BOULDER, CO (June 16, 2016) – Underinvestment in schools has characterized Western countries since the beginning of public education and is the result of political decision-making. Despite polls showing public support for schools, the argument that money doesn’t matter has, nevertheless, always found an audience.
In a brief released today, Does Money Matter, William Mathis considers the evidence used to support the claim that there is no systemic relation between spending and school quality.
Mathis notes that a strong school finance litigation push in the 1990s and new research helped create a policy consensus that money does matter. Thus the debate shifted to questions of how much money is needed and where best to spend it. Research strongly suggested that money should be directed toward: achieving lower student-teacher ratios; increasing teacher salaries; and longer school years. These reforms promoted the largest gains for children living in poverty and were strong enough to eliminate most of the adult outcome gaps between those raised in poor and non-poor families.
Mathis concludes that the evidence is clear, money does matter, especially for children in poverty, and that adequate and equitable distributions of school financial resources are a “necessary underlying condition for maintaining democracy, improving overall school quality and outcomes.”
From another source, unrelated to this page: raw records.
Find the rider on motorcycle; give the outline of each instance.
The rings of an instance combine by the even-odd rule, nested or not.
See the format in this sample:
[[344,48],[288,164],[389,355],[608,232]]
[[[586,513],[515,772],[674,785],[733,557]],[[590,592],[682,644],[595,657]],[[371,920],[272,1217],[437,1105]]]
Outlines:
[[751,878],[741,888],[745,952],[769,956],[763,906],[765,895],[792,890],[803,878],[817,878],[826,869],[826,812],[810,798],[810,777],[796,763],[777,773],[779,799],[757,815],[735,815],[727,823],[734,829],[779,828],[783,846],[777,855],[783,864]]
Dr. Mathis is Managing Director of the National Education Policy Center, housed at the University of Colorado Boulder School of Education. This brief is the one in a series of concise publications, Research-Based Options for Education Policymaking, that takes up a number of important policy issues and identifies policies supported by research. Each section focuses on a different issue, and its recommendations to policymakers are based on the latest scholarship.